Autrement dit, jusqu’au XXe siècle, cette distinction n’avait pas généré la haine que nous verrons dans les années 1990. « Au lieu d’une histoire de conflits nés de différences, les différences sociales étaient le produit d’une histoire. » C’est à l’époque coloniale que ces différences se sont aggravées et ancrées.

Les Hutus arrivent au pouvoir

À la fin du XIXe siècle, les Allemands se sont vu attribuer ce morceau de territoire lors de la répartition du gâteau colonial, mais il leur a été retiré après la défaite de la Première Guerre mondiale, lorsque l'actuel Rwanda est passé aux mains des Belges. Les autorités coloniales ont assumé et aggravé cette distinction, elles ont compris que les Tutsis étaient l'aristocratie locale, elles s'appuyaient sur eux dans l'administration et excluaient les Hutus des postes de responsabilité. En outre, ils ont forcé toute la population à porter des documents d'identité qui les classaient dans l'un des groupes.

Mais la décolonisation a renversé la situation et la majorité hutue est arrivée au pouvoir, mettant fin à la monarchie tutsie et obtenant une très large majorité aux élections de 1961. Les colons belges et l'Église, qui avaient joué un rôle déterminant dans la précédente prééminence tutsie, soutenaient désormais le nouveau statut dirigeant des Hutus. « Les pogroms et les élections ont éloigné les dirigeants tutsis de la scène politique et ont donné naissance à la première vague d’exilés tutsis.

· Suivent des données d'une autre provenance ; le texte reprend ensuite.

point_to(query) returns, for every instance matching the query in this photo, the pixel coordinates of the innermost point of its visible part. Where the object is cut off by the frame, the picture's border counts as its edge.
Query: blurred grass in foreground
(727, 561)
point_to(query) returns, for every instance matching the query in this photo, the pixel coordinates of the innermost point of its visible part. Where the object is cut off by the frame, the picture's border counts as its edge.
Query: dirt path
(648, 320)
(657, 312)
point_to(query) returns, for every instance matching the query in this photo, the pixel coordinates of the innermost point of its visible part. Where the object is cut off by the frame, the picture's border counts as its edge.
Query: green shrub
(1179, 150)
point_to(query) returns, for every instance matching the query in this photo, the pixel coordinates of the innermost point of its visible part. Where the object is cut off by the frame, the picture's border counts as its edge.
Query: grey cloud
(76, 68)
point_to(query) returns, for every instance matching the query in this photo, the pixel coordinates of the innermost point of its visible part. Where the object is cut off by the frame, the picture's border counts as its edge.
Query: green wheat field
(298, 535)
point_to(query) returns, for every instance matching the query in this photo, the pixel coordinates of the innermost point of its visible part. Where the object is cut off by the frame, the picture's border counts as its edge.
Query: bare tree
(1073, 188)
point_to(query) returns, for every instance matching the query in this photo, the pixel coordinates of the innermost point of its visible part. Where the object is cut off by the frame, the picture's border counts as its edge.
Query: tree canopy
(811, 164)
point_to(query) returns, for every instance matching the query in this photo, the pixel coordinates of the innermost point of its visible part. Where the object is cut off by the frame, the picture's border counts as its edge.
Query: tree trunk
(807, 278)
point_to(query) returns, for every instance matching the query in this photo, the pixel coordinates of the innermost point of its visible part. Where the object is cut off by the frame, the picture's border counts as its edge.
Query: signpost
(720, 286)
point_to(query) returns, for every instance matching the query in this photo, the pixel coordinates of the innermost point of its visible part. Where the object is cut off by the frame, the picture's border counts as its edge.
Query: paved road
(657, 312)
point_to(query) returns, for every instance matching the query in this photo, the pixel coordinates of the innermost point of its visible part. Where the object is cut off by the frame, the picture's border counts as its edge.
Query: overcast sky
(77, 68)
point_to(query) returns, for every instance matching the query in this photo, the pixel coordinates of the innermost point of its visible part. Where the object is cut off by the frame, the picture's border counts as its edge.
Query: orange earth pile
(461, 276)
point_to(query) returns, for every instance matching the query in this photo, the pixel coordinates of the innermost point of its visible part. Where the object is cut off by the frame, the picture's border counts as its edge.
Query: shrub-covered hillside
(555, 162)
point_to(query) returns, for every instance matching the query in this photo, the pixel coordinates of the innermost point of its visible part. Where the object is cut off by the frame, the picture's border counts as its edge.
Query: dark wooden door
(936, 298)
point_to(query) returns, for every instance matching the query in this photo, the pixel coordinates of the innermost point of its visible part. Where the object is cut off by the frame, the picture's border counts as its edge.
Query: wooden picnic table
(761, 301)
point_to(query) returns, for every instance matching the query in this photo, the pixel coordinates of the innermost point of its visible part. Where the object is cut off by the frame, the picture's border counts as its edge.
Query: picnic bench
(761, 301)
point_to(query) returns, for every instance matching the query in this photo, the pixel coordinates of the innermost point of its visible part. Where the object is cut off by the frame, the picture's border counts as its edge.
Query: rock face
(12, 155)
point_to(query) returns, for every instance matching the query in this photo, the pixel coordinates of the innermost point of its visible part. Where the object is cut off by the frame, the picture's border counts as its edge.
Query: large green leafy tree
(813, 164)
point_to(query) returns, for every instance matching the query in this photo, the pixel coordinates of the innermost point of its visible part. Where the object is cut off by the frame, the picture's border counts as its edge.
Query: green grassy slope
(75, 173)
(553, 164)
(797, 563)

Même si la majorité des prêtres catholiques étaient des Tutsis, la hiérarchie de l’Église s’est alliée au nouveau gouvernement et est restée silencieuse sur son chauvinisme hutu », explique Cooper.

Le génocide commence

La vague génocidaire s'est déclenchée après l'assassinat du président rwandais Juvénal Habyarimana et de son homologue burundais, Cyprien Ntaryamira, le 6 avril 1994, lorsque l'avion dans lequel ils voyageaient a été abattu. Le président était un Hutu modéré revenu dans la capitale après les accords d'Arusha (Tanzanie), où il tentait de rétablir la paix entre Hutus et Tutsis après des décennies d'affrontements sanglants qui avaient déjà fait des milliers de morts et de réfugiés. Dans les années 80 et 90, il y a eu plusieurs tentatives d'invasion du Rwanda par le Front Patriotique Rwandais (FPR), historiquement lié aux Tutsis en exil. Les pourparlers de paix pour mettre fin à la guerre civile avaient convenu de l'intégration des membres du FPR dans le gouvernement et de la restitution des terres aux anciens propriétaires tutsis, chose inabordable pour les factions hutu les plus radicales qui ont encouragé les massacres à partir du moment où il a su que l'assassinat.

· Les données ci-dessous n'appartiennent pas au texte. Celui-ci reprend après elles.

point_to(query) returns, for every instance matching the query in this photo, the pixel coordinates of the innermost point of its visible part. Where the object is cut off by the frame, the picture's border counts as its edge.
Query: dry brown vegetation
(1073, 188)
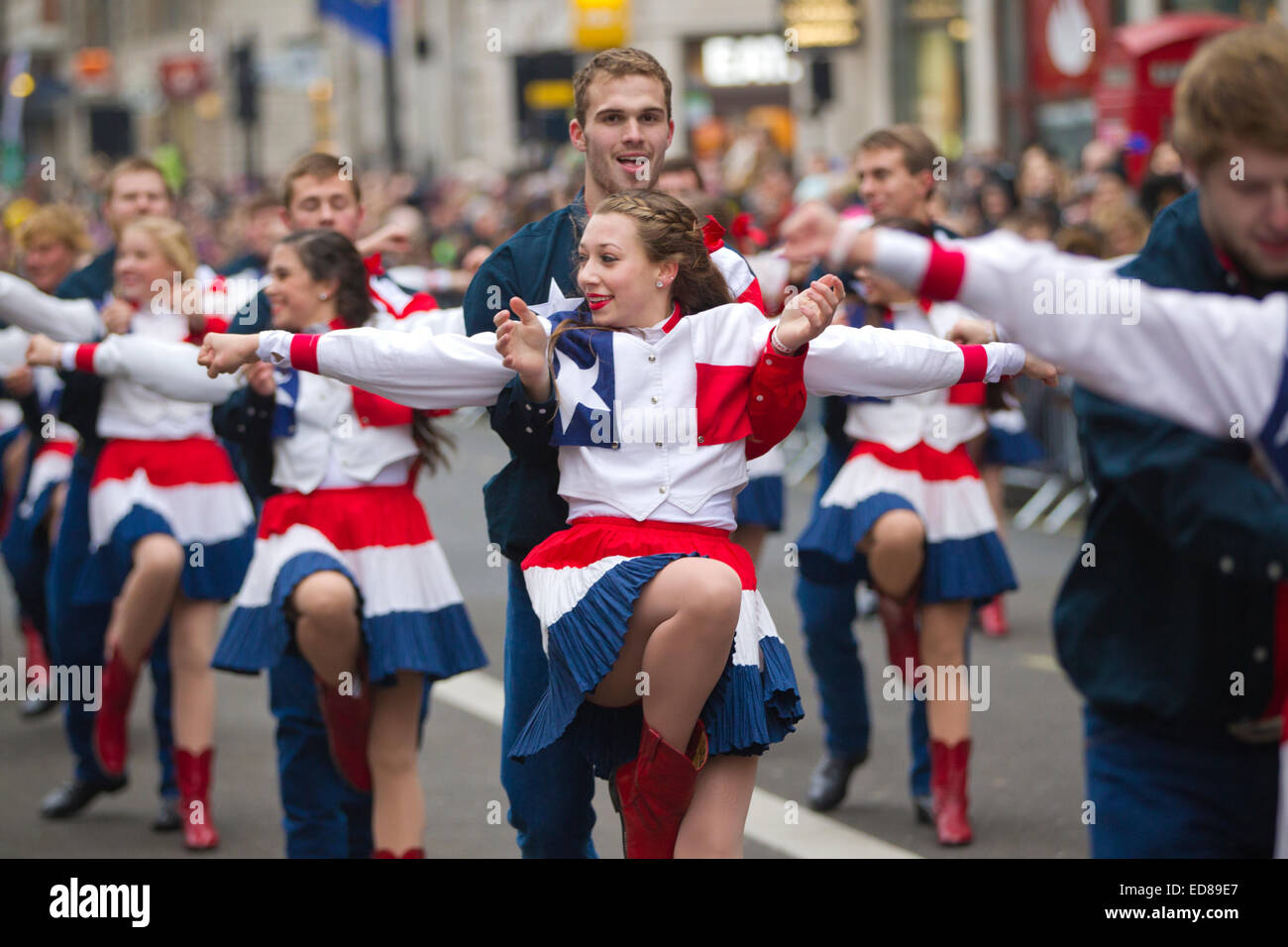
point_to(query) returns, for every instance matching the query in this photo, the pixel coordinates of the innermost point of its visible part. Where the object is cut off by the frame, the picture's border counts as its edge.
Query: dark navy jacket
(1181, 595)
(537, 264)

D'abord dans la capitale, puis dans tout le pays, l'armée, la police et les miliciens sont partis à la chasse aux Tutsis, exterminant également les Hutus modérés qui tentaient d'éviter les massacres. Un quart de million de femmes ont été violées et quelque deux millions de personnes ont été exilées. Le 15 juillet, le FPR a pris le contrôle de la capitale, forçant le départ du gouvernement hutu du pays et s'établissant au pouvoir jusqu'à aujourd'hui, intégrant des hommes politiques hutus.

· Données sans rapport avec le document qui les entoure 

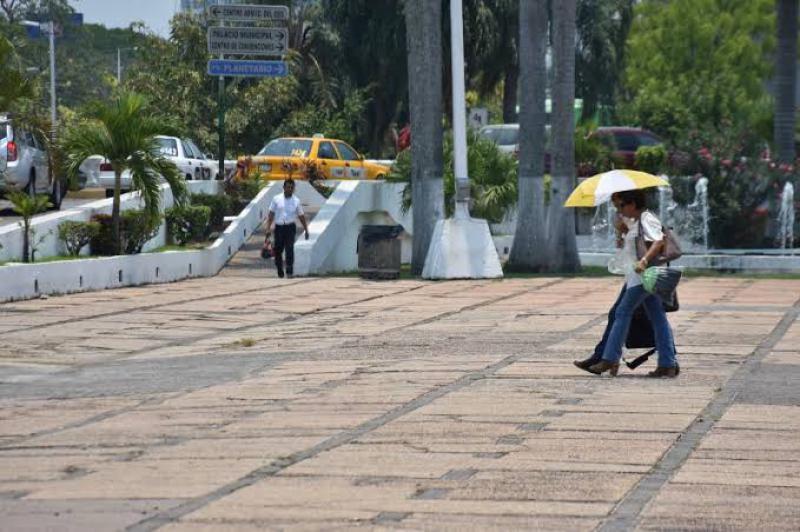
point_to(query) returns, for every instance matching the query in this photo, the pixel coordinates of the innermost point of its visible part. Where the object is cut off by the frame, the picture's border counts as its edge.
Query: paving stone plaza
(244, 402)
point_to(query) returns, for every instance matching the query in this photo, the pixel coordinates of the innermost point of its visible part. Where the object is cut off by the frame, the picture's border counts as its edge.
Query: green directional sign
(248, 41)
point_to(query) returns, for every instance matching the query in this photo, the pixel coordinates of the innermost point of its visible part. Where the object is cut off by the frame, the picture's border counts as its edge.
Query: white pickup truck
(190, 160)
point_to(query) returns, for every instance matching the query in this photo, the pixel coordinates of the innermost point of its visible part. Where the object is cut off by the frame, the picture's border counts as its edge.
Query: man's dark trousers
(284, 239)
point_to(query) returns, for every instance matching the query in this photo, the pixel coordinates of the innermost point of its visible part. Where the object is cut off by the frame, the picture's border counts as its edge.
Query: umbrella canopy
(597, 189)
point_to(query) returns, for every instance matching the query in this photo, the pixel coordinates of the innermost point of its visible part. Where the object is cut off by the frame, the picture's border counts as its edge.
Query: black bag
(640, 332)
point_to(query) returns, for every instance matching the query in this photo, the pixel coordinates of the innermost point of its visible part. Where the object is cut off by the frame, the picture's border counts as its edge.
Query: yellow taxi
(291, 157)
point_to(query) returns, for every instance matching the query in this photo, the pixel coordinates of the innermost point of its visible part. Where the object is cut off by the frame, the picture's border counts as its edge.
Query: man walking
(284, 211)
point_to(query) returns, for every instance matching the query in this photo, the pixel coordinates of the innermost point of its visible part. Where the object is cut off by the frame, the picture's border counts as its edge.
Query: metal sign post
(244, 41)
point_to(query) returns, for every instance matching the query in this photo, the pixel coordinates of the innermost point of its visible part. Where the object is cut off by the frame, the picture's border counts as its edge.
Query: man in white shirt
(284, 210)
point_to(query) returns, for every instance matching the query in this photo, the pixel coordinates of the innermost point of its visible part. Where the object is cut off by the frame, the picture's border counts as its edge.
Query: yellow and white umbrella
(597, 189)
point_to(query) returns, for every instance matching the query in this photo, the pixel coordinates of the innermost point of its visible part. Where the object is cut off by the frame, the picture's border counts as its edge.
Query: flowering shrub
(743, 181)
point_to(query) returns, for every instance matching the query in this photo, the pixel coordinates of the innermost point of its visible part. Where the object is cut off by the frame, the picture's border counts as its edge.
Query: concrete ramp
(332, 244)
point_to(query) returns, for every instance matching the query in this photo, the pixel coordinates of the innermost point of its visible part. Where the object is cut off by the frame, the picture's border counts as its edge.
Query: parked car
(335, 159)
(24, 163)
(190, 160)
(624, 141)
(506, 136)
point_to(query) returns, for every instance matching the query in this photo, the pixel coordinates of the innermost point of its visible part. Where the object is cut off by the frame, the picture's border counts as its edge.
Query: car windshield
(198, 153)
(503, 136)
(287, 148)
(168, 147)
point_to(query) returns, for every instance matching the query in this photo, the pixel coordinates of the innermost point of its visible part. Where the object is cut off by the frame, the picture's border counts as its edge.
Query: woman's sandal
(603, 366)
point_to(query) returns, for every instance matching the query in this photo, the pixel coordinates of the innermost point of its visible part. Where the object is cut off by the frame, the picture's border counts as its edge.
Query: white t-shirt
(286, 209)
(651, 231)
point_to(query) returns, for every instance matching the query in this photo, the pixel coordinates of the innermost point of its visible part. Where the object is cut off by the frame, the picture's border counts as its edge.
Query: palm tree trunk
(510, 94)
(528, 252)
(115, 222)
(561, 221)
(424, 39)
(785, 79)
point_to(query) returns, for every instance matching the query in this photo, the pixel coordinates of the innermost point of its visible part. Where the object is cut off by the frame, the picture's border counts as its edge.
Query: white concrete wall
(47, 225)
(334, 231)
(718, 262)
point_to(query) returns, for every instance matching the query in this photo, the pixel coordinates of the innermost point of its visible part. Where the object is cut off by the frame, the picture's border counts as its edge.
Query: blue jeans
(614, 337)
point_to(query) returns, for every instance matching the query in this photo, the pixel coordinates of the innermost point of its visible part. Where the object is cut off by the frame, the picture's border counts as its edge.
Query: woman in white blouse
(632, 205)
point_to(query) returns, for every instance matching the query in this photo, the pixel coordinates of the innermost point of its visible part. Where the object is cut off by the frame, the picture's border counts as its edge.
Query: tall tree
(529, 250)
(372, 36)
(603, 27)
(124, 133)
(491, 32)
(561, 221)
(785, 79)
(424, 49)
(699, 64)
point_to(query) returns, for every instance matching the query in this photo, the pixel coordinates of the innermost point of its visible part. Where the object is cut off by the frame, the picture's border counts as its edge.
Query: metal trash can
(379, 251)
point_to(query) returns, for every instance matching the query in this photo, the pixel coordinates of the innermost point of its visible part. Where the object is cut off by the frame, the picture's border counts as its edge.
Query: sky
(120, 13)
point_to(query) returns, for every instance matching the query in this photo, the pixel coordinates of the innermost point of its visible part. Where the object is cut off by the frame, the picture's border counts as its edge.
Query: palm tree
(424, 42)
(28, 206)
(785, 79)
(528, 252)
(124, 133)
(562, 246)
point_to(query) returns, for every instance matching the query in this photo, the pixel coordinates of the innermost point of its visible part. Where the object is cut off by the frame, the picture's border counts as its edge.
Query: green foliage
(219, 207)
(123, 131)
(189, 223)
(370, 52)
(592, 155)
(136, 228)
(652, 159)
(28, 206)
(602, 27)
(493, 178)
(75, 235)
(741, 182)
(698, 63)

La communauté internationale a tardé à réagir, les Etats-Unis étant encore très conscients de leurs morts lors de la bataille de Mogadiscio avec la destruction de plusieurs de leurs hélicoptères. Même si la France a été la puissance la plus critiquée pour avoir été l’un des pays ayant le plus d’intérêts dans la région, pour avoir soutenu le gouvernement hutu pendant des années et pour s’être précipitée pour retirer ses troupes de la zone lorsque la fureur a éclaté. Ce n’est qu’en juin que la France a lancé l’Opération Turquoise, une intervention militaire mandatée par l’ONU qui a contribué à mettre fin aux massacres.

Un rapport de 2021 a noté le « responsabilités accablantes » de la France dans le génocide et du président du moment, François Mitterrand, critiquant « la livraison de quantités considérables d'armes et de munitions au régime Habyarimana, ainsi que la large participation des militaires français à la formation des forces armées rwandaises du gouvernement ».